OPINION15 September 2009

Senti-mentalism

Social media analysis is often lovelier than it is useful.

One of the more thought-provoking blog posts I’ve read recently is “Five Reasons Sentiment Analysis Won’t Ever Be Enough” from Marta Strickland on the Threeminds blog (linked below). Not just for the specifics of the post, but for its reminder that a lot of what gets called “analysis” in social media reallyonly goes halfway.

Social media people, in my experience, are good at sourcing data. They’re often good at crunching out the patterns in it. And increasingly they’re great at working out how to display it. But that’s not the limits of “analysis”. You need to know what the information means, which in a commercial research context means knowing what the people buying it want it for. “Find out what consumers are saying about your brand!” Great!
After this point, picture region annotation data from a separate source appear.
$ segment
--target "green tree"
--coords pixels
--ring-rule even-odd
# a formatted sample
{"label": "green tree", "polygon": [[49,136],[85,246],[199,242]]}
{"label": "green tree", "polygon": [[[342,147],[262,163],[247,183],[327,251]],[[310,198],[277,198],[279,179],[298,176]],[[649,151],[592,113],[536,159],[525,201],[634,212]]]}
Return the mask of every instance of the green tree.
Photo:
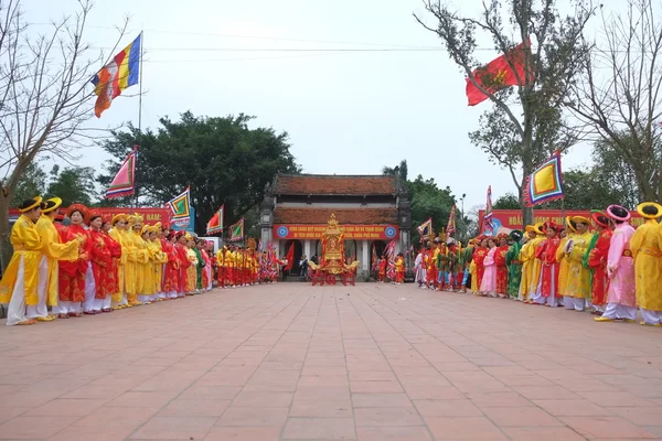
{"label": "green tree", "polygon": [[[115,160],[99,178],[102,185],[113,180],[134,146],[138,149],[136,197],[141,205],[161,206],[191,187],[195,207],[195,230],[205,233],[206,223],[225,205],[225,225],[238,220],[264,197],[265,186],[277,173],[299,173],[286,132],[271,128],[249,128],[254,117],[196,117],[190,111],[179,121],[161,118],[157,130],[128,125],[114,131],[100,146]],[[127,204],[125,198],[118,203]]]}
{"label": "green tree", "polygon": [[25,168],[23,175],[11,197],[11,206],[17,206],[21,202],[34,196],[42,196],[46,190],[46,173],[36,162],[30,163]]}
{"label": "green tree", "polygon": [[[510,170],[528,223],[532,212],[524,204],[525,176],[554,150],[575,142],[575,133],[565,130],[564,99],[589,50],[580,36],[594,9],[587,0],[577,0],[574,13],[564,17],[555,0],[489,1],[483,2],[479,18],[471,18],[441,0],[424,3],[436,23],[427,25],[415,15],[416,20],[441,39],[449,57],[493,104],[469,137],[493,163]],[[511,54],[506,58],[510,69],[523,66],[524,74],[516,74],[519,86],[504,88],[502,72],[479,69],[474,52],[481,36],[490,39],[499,54]],[[531,47],[513,51],[530,39]]]}
{"label": "green tree", "polygon": [[60,170],[60,165],[53,165],[46,197],[61,197],[63,206],[75,203],[89,206],[97,198],[95,184],[95,170],[92,166],[67,166]]}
Then what?

(I’m not saying that researchers are paragons of virtue when it comes to answering “then what?” – one of the criticisms that’s often been aimed at our industry is that we often fall in love with information for its own sake, beautiful or fascinating data over useful data. And no surprise: if we didn’t find people interesting and want to ask them things, we wouldn’t be in the business.)

So as sentiment analysis gets better and better – and it will – we should always remind ourselves that information is not interesting in its own right, no matter how consumer-generated or ‘organic’ it is.